Hong Kong-listed Fufeng Group on Thursday evening raised Rmb820 million ($120 million) from a renminbi-denominated, but US dollar-settled, convertible bond that was well received by investors -- so well in fact that it was able to hold above par, reversing a recent trend that has seen several new deals fall below par in the secondary market. The positive aftermarket trading came even though the share price fell 3.75% on the day.
Sources referred to the company's strong market position as the number one producer of monosodium glutamate (MSG) in China and strong earnings growth history as key attractions. Although, the fact that the chairman was lending shares to help investors hedge the equity option of the deal, would also have gone down well with hedge funds.
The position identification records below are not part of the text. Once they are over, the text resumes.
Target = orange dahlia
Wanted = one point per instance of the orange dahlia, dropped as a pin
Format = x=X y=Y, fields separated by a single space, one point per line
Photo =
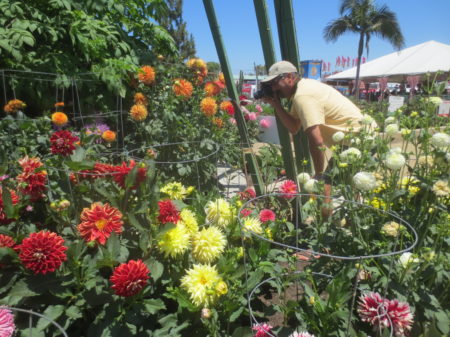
x=211 y=89
x=59 y=118
x=99 y=221
x=182 y=87
x=139 y=98
x=146 y=75
x=42 y=252
x=14 y=105
x=228 y=107
x=218 y=122
x=208 y=106
x=109 y=136
x=138 y=112
x=129 y=278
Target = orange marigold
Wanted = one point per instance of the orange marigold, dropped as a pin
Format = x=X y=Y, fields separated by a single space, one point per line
x=146 y=75
x=13 y=106
x=109 y=136
x=59 y=118
x=139 y=98
x=99 y=221
x=218 y=122
x=208 y=106
x=138 y=112
x=182 y=87
x=211 y=89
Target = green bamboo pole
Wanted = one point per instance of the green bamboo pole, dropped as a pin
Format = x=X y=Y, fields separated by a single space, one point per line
x=269 y=58
x=232 y=92
x=289 y=51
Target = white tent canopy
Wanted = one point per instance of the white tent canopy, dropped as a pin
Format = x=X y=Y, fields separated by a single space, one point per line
x=428 y=57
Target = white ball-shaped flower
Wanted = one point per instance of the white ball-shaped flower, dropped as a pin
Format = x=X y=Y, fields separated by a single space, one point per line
x=440 y=139
x=311 y=185
x=389 y=120
x=367 y=120
x=395 y=161
x=407 y=258
x=338 y=136
x=365 y=181
x=391 y=129
x=303 y=177
x=350 y=155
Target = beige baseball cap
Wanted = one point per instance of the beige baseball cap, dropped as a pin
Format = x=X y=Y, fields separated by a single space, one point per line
x=280 y=68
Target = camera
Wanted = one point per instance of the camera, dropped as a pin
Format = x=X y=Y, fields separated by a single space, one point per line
x=265 y=91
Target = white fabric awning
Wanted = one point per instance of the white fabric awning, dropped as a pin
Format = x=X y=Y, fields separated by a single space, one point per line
x=428 y=57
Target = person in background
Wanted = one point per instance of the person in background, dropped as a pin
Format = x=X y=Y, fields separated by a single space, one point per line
x=314 y=106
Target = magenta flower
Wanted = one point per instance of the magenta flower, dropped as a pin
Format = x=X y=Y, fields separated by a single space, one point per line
x=7 y=325
x=266 y=215
x=288 y=189
x=262 y=330
x=265 y=123
x=381 y=312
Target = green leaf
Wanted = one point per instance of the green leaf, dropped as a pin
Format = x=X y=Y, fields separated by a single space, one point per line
x=52 y=312
x=154 y=305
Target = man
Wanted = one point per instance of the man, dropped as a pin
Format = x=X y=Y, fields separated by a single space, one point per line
x=316 y=107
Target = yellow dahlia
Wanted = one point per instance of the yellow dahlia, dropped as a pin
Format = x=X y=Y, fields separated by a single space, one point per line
x=139 y=98
x=182 y=88
x=252 y=224
x=219 y=212
x=203 y=284
x=175 y=241
x=59 y=118
x=138 y=112
x=208 y=244
x=218 y=122
x=189 y=221
x=176 y=191
x=146 y=75
x=208 y=106
x=441 y=188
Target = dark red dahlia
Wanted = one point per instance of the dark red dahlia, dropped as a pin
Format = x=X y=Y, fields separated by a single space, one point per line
x=42 y=252
x=129 y=278
x=63 y=142
x=168 y=212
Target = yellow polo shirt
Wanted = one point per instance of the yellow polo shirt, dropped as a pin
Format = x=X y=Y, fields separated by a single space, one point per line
x=316 y=103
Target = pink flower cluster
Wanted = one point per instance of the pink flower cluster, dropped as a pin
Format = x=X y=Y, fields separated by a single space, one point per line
x=384 y=313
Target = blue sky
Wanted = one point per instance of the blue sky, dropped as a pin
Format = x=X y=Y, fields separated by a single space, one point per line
x=419 y=20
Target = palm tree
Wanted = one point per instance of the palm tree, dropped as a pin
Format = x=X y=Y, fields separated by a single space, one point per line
x=365 y=18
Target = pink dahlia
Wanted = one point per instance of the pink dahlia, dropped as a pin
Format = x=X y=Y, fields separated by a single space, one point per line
x=7 y=326
x=246 y=212
x=381 y=312
x=266 y=215
x=262 y=330
x=168 y=212
x=288 y=189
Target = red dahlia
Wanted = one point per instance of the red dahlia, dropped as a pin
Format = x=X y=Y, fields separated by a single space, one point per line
x=42 y=252
x=99 y=221
x=15 y=199
x=168 y=212
x=266 y=215
x=62 y=142
x=7 y=241
x=129 y=278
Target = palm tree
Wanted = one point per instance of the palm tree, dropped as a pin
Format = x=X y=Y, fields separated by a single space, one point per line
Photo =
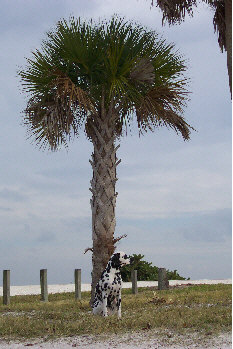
x=174 y=12
x=97 y=77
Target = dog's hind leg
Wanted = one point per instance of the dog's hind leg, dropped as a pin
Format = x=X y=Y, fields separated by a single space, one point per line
x=105 y=309
x=119 y=305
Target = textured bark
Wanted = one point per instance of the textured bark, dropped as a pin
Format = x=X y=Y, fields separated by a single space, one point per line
x=228 y=21
x=103 y=202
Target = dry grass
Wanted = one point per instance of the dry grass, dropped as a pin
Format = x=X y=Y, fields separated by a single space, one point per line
x=203 y=309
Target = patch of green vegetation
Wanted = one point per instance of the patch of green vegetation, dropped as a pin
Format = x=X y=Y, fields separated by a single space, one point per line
x=146 y=271
x=203 y=309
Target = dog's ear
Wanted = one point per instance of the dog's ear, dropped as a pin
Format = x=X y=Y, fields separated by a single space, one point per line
x=116 y=260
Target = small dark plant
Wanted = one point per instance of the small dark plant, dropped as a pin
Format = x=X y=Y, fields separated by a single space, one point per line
x=146 y=271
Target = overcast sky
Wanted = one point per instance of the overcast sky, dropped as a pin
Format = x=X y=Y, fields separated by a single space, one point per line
x=174 y=199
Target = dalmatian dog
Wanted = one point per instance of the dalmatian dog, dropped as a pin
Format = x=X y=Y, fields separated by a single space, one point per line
x=108 y=289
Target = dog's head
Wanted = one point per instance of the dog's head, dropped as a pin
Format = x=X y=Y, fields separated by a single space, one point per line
x=119 y=259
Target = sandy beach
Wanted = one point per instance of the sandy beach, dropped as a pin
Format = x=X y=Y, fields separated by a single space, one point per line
x=140 y=340
x=35 y=289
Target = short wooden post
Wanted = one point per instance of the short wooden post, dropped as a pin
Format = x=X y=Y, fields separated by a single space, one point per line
x=6 y=287
x=44 y=285
x=163 y=283
x=134 y=281
x=77 y=283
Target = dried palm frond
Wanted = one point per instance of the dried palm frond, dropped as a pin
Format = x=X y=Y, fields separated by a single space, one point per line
x=219 y=22
x=143 y=71
x=161 y=106
x=69 y=93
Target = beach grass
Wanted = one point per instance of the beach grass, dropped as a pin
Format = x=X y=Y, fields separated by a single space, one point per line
x=205 y=309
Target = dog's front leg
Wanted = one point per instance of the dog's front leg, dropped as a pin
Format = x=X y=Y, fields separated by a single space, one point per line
x=119 y=305
x=105 y=310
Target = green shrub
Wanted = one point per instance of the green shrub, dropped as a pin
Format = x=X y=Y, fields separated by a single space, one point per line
x=145 y=271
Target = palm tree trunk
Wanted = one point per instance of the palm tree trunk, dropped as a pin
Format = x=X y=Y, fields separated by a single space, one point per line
x=228 y=21
x=103 y=202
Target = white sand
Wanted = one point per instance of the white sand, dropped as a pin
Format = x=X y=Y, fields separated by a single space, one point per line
x=140 y=340
x=35 y=289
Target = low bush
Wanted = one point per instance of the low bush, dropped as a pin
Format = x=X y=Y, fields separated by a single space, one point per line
x=146 y=271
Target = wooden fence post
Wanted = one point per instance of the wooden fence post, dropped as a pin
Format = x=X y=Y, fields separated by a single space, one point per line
x=134 y=281
x=6 y=287
x=44 y=285
x=77 y=283
x=163 y=283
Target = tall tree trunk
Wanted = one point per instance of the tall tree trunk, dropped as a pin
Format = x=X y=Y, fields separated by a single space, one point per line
x=228 y=21
x=104 y=162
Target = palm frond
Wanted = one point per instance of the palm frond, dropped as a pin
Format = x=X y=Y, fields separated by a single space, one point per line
x=163 y=106
x=174 y=10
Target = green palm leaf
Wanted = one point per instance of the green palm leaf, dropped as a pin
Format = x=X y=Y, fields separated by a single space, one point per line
x=80 y=64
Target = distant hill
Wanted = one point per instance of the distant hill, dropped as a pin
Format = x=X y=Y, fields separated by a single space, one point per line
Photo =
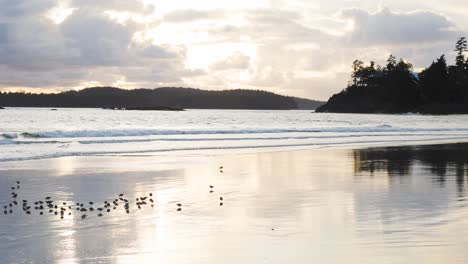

MSG is big business in China, Japan and South Korea where it is widely used to improve the flavour of cheap food and snacks. But Fufeng also makes other food additives derived from refined corn, including xanthan gum, which has numerous uses within the food industry as well as industrial applications. For example, it can be added to cold dressings to make them pour better, to hot sauces to prevent separation and keep the temperature, and to ice cream to prevent the formation of ice crystals. But it can also help prolong the life of certain products and can be used as a thickener and stabiliser in medicine, cosmetics and hygiene products, or to make products like pesticide and porcelain. The printing and dying, paper-making and mine drilling industries are also big users.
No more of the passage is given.